ジョセフ・N・スキャンロンは、スキャンロン・プランの生みの親ですが、そのきっかけは、一鉄鋼労働者として働いていたときに、危機的状況にあった工場を再建させようとしたことでした。
同じ会社で労働組合支部長として同プランを推進した後、鉄鋼労組の調査技術部長に招かれて、鉄鋼産業における労使協力プランの発達に開拓者的役割を果たしました。
その後は、X理論・Y理論で有名なマサチューセッツ工科大学(MIT)のダグラス・マグレガーに、同大学の産業関係部スタッフとして招かれました。
MITでは、労働運動における豊富な経験をもって学生の指導に当たりながら、企業に対して同プランの導入を支援しました。
スキャンロン・プラン誕生前夜
彼は、1930年代の不況期に、多くの人々と同じく大変な苦労を経験しました。職を失い、家族が生きていくための食料や燃料にも事欠くほどでした。
その中にあって、周りの人たちが何とか必要最小限の食料や燃料を獲得できるよう、先頭に立って奔走し、未耕地を手に入れ、トラクターや農具を借り出し、種子や肥料を恵んでもらうなどしました。
後に、彼は鉄鋼会社に勤務します。同社では1936年に鉄鋼労働者組織委員会(SWOC)が結成され、組織活動が開始されましたが、それ以前に、同社の従業員は既に組合を組織していました。
市場が限られ、販売競争は激甚でしたので、賃金は低く、雇用は不安定でした。会社は破産の危機を脱していたものの、設備は老朽化し、高コストでした。
そこに組合の賃上げと雇用条件改善の要求が加わったため、経営の困難さは一層複雑なものになりました。
彼は先頭に立って社長を説得し、組合側委員と共にピッツバーグの組合本部を訪ね、窮状を打開するための助言、できれば援助を与えてくれるよう頼みました。
その時に対応したクリントン・S・ゴールデンは、工場に戻ったら全従業員によく事情を話し、彼らに助力を要請するよう提案しました。
作業工程について従業員の知識を提供してもらい、無駄の排除、能率の増進、費用の節約を行って、会社の存続を確保するよう示唆しました。
スキャンロン・プランの土台
スキャンロンは、経営側の全面的な協力を得て、ゴールデンの助言を徹底的かつ組織的に実行しました。
組合は賃上げその他の労働条件改善を直ちに実施するよう強要することをやめ、労使が数カ月間協力して事態の改善に努めました。
その結果、コストは著しく削減され、製品の質も改善しました。加えて、同業種の業績のよい競争会社並みの賃上げと労働条件の改善を行うことができました。
このようにして、後に「スキャンロン・プラン」として知られるようになった労使協力プランを築き上げる土台が準備されました。
スキャンロン・プランの普及促進
この成果が論文に発表され、世間に知れ渡るににつれて、スキャンロンの助力を求めてくる組合や経営者が多くなってきました。

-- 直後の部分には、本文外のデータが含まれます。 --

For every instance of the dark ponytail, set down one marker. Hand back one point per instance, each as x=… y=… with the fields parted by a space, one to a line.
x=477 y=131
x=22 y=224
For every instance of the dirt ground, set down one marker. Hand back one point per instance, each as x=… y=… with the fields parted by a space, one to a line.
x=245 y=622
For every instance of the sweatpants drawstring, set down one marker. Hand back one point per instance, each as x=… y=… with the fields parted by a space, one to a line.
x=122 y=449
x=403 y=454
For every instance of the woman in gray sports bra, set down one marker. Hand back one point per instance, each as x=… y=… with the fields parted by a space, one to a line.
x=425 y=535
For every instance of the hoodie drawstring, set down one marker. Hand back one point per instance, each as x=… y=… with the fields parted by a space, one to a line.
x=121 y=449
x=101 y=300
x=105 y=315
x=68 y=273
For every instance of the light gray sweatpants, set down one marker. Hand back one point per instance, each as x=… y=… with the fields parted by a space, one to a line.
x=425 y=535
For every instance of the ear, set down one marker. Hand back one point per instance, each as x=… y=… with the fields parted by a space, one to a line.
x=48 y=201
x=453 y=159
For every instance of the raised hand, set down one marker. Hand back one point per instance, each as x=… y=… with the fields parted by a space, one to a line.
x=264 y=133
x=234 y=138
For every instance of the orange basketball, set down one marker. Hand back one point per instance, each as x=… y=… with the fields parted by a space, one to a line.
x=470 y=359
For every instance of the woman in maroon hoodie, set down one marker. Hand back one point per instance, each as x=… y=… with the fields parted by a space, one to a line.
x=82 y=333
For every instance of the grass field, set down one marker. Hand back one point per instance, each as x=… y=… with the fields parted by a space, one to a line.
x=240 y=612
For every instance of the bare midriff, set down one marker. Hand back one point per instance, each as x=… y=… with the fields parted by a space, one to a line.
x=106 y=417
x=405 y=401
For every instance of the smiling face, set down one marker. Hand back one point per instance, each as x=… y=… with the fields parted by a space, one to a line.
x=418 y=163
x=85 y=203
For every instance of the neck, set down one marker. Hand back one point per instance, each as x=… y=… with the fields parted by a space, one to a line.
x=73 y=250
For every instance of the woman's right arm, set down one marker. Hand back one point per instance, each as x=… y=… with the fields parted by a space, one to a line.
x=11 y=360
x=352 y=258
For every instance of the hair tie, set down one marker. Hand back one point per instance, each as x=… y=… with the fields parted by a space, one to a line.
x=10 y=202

そのため、全米統一鉄鋼労組の本部に、後に生産技術部と命名された新しい部門が設けられ、スキャンロン自身がその部長として迎えられることになりました。
その後、健康を害したこともあり、スキャンロンは、ダグラス・マグレガーによってMITの産業関係部スタッフに迎えられ、参加と労使協力の原理の実際への適用を指導しました。
スキャンロンは、民主主義と民主的な過程を心底から信じ、それらを政治的な領域に限定るのではなく、産業界にも、そして、人々がそれぞれの能力に応じて参加できるあらゆる活動分野にまで及ぼすべきだと信じていました。
あらゆる労働者が企業の成功や仲間の幸福と安寧に貢献でき、それぞれの貢献に応じて、自尊心・自信・個人の認識と尊厳を獲得するようになると考えていました。